Friday, January 14, 2011

India's Inflation-Food for thought



India’s aam aadmi is reeling, this time more, due to inflated prices of most essential items. The food prices have skyrocketed, esp. the onion proving to be the jeweled condiment of food now for the people. But this was coming, for a long time, and as usual, the power wielders at the Center had turned a blind eye towards it.

See, economics is a wicked play, in essence, between supply and demand. Harmony between supply and demand is de rigueur for the effective functioning of the economy. Inflation and deflation both are delicate acts of it, and even a slight alteration in them puts the economy in topsy-turvy. An inflation of around 3% is considered good, if not ideal.

So, that brings us to the Indian situation then? Should India continue to be on its path of so-called economic proliferation, while also being negligent towards common man’s needs? While the optimists say, both economic and inclusive growths are possible and it is the government’s apathy that is not letting it happen. I concur with this, but I also feel economic growth has temporal component, and it can’t happen overnight. Like everything else, economy needs sound fundamentals. I would like to touch upon both the aspects: ideal economy’s path and government’s role to lay that.

India is the 2nd most populous country (1.2 billion), and despite government’s best efforts, pun intended, it will be home to around 1.7 billion by 2070 when the population is supposed to get stabilized (As per National Population Policy (NPP), 2000). By the way, this is revised estimate by NPP, as the original plan was to get population stabilized to 1.45 billion by 2045. So, considering the flagrant lack of target-meeting initiative and zeal of NPP, I assume that India’s population will only get stabilized after reaching 2 billion. So, we have to feed 1.2 billion now and sometime later, about 2 billion people. Not only feed, we will have to provide them clothes, houses, infrastructure and as their income grows, recreation, tourism, industries, power etc. So, you can gauge the demand that is in front of us.

How do we confront this demand? We can grow well in one sector, say services, as software is already showing its growth potential. After all, Japan, Singapore etc are manufacturing or services economies only and they have boomed on those sectors only. Here is where we make the basic mistake of not realising that India is much different from them. India is still an agricultural country; 66% people depend on it directly or indirectly. And food is what, as stated above, we need first.
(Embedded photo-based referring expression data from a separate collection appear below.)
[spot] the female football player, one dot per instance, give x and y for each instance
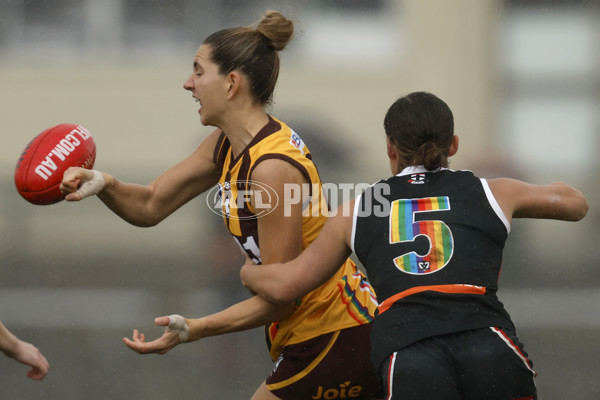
(321, 340)
(431, 240)
(23, 352)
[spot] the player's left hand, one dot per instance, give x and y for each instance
(176, 332)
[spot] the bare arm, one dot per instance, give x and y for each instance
(312, 268)
(24, 353)
(553, 201)
(148, 205)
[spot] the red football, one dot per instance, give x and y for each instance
(41, 166)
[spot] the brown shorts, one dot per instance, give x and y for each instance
(332, 366)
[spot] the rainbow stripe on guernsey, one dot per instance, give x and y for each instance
(355, 308)
(404, 228)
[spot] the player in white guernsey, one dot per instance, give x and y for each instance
(431, 241)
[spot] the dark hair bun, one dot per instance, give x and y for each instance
(277, 29)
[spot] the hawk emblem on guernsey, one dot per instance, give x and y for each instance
(417, 179)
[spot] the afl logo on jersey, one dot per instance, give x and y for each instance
(297, 142)
(417, 179)
(233, 199)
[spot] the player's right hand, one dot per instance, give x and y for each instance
(79, 183)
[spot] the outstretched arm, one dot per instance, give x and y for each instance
(280, 240)
(148, 205)
(553, 201)
(24, 353)
(285, 282)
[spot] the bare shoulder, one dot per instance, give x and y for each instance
(276, 171)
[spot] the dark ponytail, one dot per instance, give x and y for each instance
(420, 126)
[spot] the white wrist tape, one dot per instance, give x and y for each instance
(177, 324)
(92, 186)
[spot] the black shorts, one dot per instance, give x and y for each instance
(332, 366)
(486, 363)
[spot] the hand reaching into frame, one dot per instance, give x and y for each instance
(176, 332)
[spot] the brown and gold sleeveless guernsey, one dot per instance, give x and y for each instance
(345, 300)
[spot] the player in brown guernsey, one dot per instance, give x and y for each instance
(320, 340)
(431, 240)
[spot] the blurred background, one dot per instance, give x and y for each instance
(522, 77)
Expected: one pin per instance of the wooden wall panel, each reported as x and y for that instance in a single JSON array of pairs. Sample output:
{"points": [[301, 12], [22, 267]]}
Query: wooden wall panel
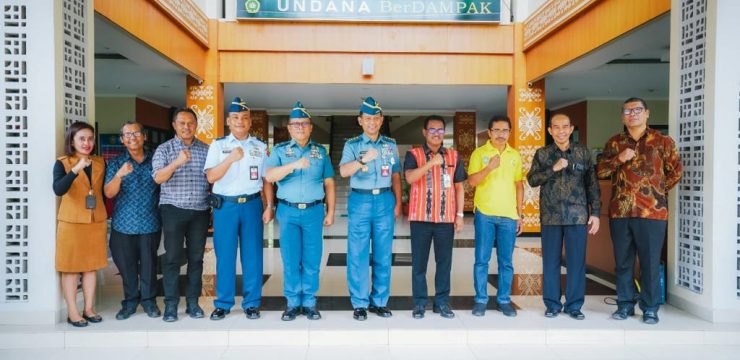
{"points": [[364, 37], [344, 68], [603, 22], [152, 115], [151, 25]]}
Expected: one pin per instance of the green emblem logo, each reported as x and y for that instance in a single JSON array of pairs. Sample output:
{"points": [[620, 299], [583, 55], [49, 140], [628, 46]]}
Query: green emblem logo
{"points": [[252, 6]]}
We need to augment our agricultural sector. Green Revolution, after 1966, did help in making us self-sufficient in foodgrains, esp. wheat and rice. But the other items, vegetables, fruits, pulses, edible oils etc remained untouched. Our demands are increasing though, so self-sufficiency in even food grains won’t remain for long. The demand is for 4% annual growth in agriculture, but it has sadly been around 1% only in the last 10 years. It is a damning record, and self-immolating effort. I acknowledge that the work is arduous, as we can’t increase our agriculture land (51% of our total land which is already the largest share in the world), but this also shows we have room for improvement. If we sow this land with the maximum productivity, as in US, China etc, we can achieve the target. But it needs big initiatives. I was heartened to see a plan for Second Green Revolution in Eastern India in this year’s budget but hardly any work has been done there; instead there has been the signed deal to buy Lockheed Martin’s C130 and GlobeMaster’s 17J aircrafts. Ah! The worse part is there is a similar story for all the priority sectors of India.
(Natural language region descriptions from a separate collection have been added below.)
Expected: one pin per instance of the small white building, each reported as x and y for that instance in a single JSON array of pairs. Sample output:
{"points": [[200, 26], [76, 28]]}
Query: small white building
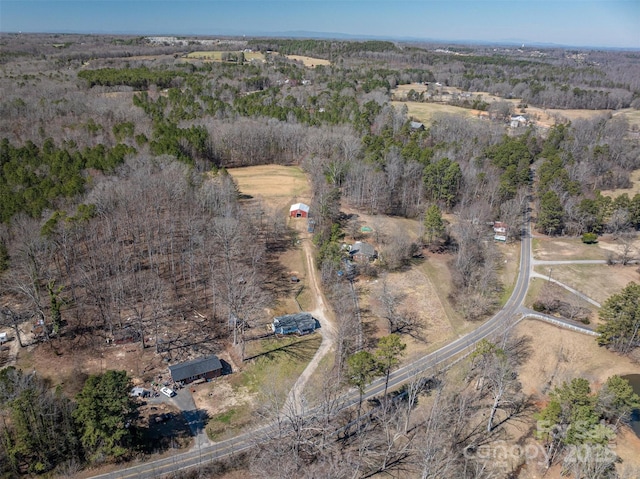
{"points": [[299, 210], [518, 121]]}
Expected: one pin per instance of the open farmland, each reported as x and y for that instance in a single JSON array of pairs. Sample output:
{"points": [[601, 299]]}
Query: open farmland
{"points": [[426, 112], [278, 186], [217, 56], [309, 61], [634, 190], [556, 355], [442, 96]]}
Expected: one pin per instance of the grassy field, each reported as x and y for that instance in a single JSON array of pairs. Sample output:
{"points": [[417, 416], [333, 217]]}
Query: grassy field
{"points": [[216, 56], [565, 249], [634, 190], [309, 61], [276, 364], [425, 112], [632, 116], [542, 116], [278, 186], [597, 281]]}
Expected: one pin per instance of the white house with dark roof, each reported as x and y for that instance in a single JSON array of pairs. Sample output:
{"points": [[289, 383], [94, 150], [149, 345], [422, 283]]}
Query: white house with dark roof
{"points": [[299, 210], [297, 323]]}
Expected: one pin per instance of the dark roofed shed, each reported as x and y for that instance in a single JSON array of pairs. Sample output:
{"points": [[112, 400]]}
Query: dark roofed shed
{"points": [[207, 368]]}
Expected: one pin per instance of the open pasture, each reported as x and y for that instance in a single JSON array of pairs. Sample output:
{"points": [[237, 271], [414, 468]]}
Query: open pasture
{"points": [[276, 185], [216, 56], [426, 112], [631, 192], [544, 117], [309, 61]]}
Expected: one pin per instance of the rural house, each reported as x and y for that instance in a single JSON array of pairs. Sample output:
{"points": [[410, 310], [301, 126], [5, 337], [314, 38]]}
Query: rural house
{"points": [[299, 210], [362, 252], [298, 323], [208, 367]]}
What can the Government do? First, the long-term plan, as blatantly made obvious by the inflation, should be to achieve self-sufficiency in maximum food items, and also be guarded against any natural impediments. We can’t be a food-exporting country, so efforts to raise certain agro sectors to cater to exports are futile and unwise. This is a strong statement, but all these policies, viz. National Horticulture Policy, Agro-Export Zones etc are wrongly dreamt on exporting theme. While the indigenous items like tea, coffee, spices should be exported, I fail to realize why cotton, which is not even of good quality as per world standards, is grown so much and exported, not fulfilling the home demands of textile industries even. We need to prioritize our crop diversification so that we are able to feed our people and supply our industries.
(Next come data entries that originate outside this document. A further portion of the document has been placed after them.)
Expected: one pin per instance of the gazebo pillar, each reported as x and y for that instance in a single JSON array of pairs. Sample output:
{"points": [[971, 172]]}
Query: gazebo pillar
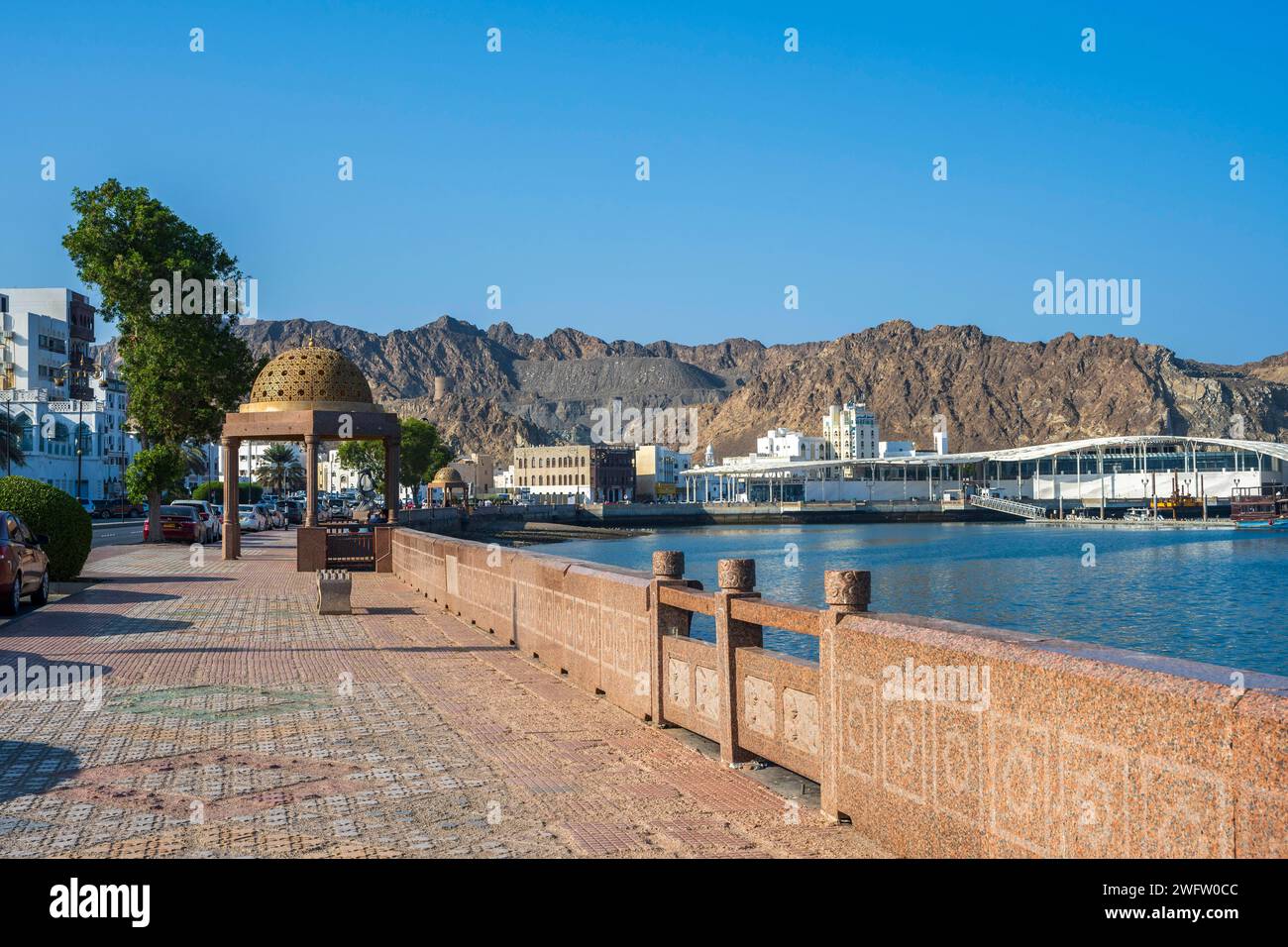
{"points": [[393, 462], [231, 447], [310, 479]]}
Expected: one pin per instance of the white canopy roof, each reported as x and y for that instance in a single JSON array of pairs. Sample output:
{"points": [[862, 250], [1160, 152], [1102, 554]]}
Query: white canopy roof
{"points": [[1094, 445]]}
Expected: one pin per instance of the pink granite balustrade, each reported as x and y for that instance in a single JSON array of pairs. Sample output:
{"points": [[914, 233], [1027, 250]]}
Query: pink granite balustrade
{"points": [[932, 737]]}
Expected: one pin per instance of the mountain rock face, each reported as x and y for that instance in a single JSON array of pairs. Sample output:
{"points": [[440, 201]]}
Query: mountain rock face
{"points": [[506, 388]]}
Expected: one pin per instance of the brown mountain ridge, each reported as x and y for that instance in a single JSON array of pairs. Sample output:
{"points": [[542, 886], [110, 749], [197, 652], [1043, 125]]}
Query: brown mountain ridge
{"points": [[506, 386]]}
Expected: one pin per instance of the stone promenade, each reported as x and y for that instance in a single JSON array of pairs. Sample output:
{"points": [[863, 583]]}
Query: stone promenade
{"points": [[237, 722]]}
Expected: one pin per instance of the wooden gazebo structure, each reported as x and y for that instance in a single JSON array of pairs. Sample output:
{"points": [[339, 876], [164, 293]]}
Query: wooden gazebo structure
{"points": [[309, 394]]}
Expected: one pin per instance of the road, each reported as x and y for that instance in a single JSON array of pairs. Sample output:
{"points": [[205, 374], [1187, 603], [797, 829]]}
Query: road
{"points": [[117, 534]]}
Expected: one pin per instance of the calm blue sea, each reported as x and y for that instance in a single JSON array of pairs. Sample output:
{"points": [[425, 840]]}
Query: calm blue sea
{"points": [[1201, 594]]}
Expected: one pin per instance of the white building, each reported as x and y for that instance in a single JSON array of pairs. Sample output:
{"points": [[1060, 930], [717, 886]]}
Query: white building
{"points": [[73, 425], [782, 444], [657, 474], [851, 431], [897, 449]]}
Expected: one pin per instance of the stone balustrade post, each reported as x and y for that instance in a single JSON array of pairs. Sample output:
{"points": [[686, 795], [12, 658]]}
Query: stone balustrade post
{"points": [[737, 579], [666, 620], [845, 591]]}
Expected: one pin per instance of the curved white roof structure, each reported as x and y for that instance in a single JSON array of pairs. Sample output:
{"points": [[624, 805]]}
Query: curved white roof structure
{"points": [[747, 466]]}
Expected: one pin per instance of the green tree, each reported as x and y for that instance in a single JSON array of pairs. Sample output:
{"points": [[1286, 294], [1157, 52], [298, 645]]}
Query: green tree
{"points": [[365, 455], [153, 472], [56, 514], [423, 453], [279, 470], [184, 369], [420, 455]]}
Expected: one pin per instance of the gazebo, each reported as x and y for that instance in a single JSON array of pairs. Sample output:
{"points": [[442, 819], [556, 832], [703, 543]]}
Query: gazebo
{"points": [[450, 480], [309, 394]]}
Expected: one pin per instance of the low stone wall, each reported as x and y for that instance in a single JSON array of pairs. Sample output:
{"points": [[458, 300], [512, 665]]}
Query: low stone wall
{"points": [[931, 737]]}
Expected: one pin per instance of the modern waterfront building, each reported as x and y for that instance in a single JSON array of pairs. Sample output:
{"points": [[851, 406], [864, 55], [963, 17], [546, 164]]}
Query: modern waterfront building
{"points": [[657, 474], [793, 445], [576, 474], [1090, 472], [851, 431]]}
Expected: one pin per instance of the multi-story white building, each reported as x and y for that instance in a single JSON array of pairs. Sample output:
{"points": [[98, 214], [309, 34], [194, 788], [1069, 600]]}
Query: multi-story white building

Second, the procurement, issue and distribution management should be given a total overhaul. The whole system is a shambles, even if put mildly. More on it in the next blog.

Third, the monetary policy, controlled by RBI, should be aligned more to control this inflation. This is not going to be a long-term and that effective solution, but it can at least put a break on the cascading effect. I am waiting for the mid-quarterly review to be done by RBI on 25th Jan. RBI should increase the interest rates; let the FIIs and big investors pull out their money, and let the Sensex fall. It is needed.

Finally, this economic growth story of India might sound fanciful to the foreigners and even the natives. But no country can override its own people. Let us not be in so much hurry to attract money and sector in every sector, even our basics our not good. In my earlier blog, I had highlighted the importance of money generation in general and Indian exports in particular. The idea still remains; only thing needed is a little re-jig of our focus and little show of patience.